My list of data store products helps to identify the complex name space of varying products that now exist. A trend is towards schema less solutions, the ability to better manage dynamically typed/formatted information and the Agile Methodology release approach is simply non achievable in a statically type relational database table/column structure. The impact of constant ALTER TABLE commands in a MySQL database makes your production system unusable.

In a highly distribute online and increasing offline operation, fault tolerance and data synchronization and eventual consistency are required features in complex topologies such as multi-master.

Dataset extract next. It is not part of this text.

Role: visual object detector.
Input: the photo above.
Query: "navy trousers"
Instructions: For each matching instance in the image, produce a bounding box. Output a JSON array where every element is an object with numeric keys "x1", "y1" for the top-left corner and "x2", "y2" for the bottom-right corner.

I advise and promote a technology agnostic solution when possible. With the use of an API this is actually achievable, however in order to use a variety of backend data store products, one must consider the design patterns for optimal management. Two factors to support a highly distributed data set are no joins and minimal transactional semantics. The Facebook API is a great example, where there are no joins for their MySQL Relational backend. The movement back to a logical and non-normalized schema, or move towards a totally schemaless solution do require great though in the architectural concepts of your application.

Ultimately feature requirements will dictate the relative strengths and weaknesses of products. Full text search is a good example. CouchDB provides native support via Lucene. Another feature I like of couchDB is its append only data mode. This makes durability easy, and auto-recovery after crash a non issue, another feature a transactional relational database can not achieve.

With a 2 day no:sql(east) conference this month, there is definitely greater interest in this space.